C’est décidément trop injuste. Dans son nouveau film Mel enchaine une fight, une course-poursuite, un passage à tabac et un gunfight . 

Parce que Mel Gibson il déconne pas, il est comme Liam Neesson. Quand tu touches à sa fille t’as l’ droit à une réplique d’anthologie avant de ressortir avec ta bite dans un tupperware. Chuck Norris peut dormir tranquille, Gibson s’est affirmé là ou Campbell s’est effacé. Le réalisateur rythme le film de scènes d’action élégantes et dynamiques tandis que son acteur semble croire dur comme fer à un discours rétrograde.  Hé les gars, Mad Max est devenu Charles Bronson.

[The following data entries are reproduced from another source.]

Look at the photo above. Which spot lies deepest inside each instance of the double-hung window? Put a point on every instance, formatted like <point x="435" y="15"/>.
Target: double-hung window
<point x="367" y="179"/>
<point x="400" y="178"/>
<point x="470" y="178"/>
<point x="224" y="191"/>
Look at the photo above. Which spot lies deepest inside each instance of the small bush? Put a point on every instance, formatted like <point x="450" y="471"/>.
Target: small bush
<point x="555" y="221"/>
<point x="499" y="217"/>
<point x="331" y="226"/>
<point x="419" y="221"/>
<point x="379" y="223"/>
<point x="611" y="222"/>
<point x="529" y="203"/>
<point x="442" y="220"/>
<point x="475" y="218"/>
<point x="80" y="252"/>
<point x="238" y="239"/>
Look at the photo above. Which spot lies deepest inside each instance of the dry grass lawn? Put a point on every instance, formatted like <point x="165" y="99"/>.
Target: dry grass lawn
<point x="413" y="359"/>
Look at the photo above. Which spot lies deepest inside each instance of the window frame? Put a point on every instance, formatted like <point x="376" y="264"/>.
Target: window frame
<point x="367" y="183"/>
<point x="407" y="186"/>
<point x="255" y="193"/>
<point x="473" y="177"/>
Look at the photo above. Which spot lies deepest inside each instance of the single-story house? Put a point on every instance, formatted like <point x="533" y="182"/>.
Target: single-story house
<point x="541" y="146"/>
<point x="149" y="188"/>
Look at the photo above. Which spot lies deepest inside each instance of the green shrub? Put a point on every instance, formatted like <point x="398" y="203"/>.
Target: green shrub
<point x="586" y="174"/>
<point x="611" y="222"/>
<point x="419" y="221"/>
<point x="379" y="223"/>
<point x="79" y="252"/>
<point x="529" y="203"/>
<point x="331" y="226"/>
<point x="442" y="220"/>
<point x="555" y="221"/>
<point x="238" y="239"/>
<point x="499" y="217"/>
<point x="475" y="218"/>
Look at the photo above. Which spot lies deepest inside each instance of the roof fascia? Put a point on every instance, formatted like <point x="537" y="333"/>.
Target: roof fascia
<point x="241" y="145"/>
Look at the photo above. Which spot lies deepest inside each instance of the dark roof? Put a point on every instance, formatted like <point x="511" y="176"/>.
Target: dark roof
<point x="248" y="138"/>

Taken et Hors de contrôle ou le retour du vigilant movie. Logiquement on peut donc éprouver, à la vision du dernier Campbell, le même plaisir coupable que devant le film de Pierre Morel. Un héros caricatural (surprise, dans le film Gibson est aussi un vétéran du Vietnam), un méchant guère mieux (le rôle de l’enfoiré pété de tune revient une fois de plus à Huston alors qu’il est tellement mieux en vampire, cf Trente jours de nuit) et tout ça pour qu’il se tapent sur la gueule au nom des droits défendus dans la constitution.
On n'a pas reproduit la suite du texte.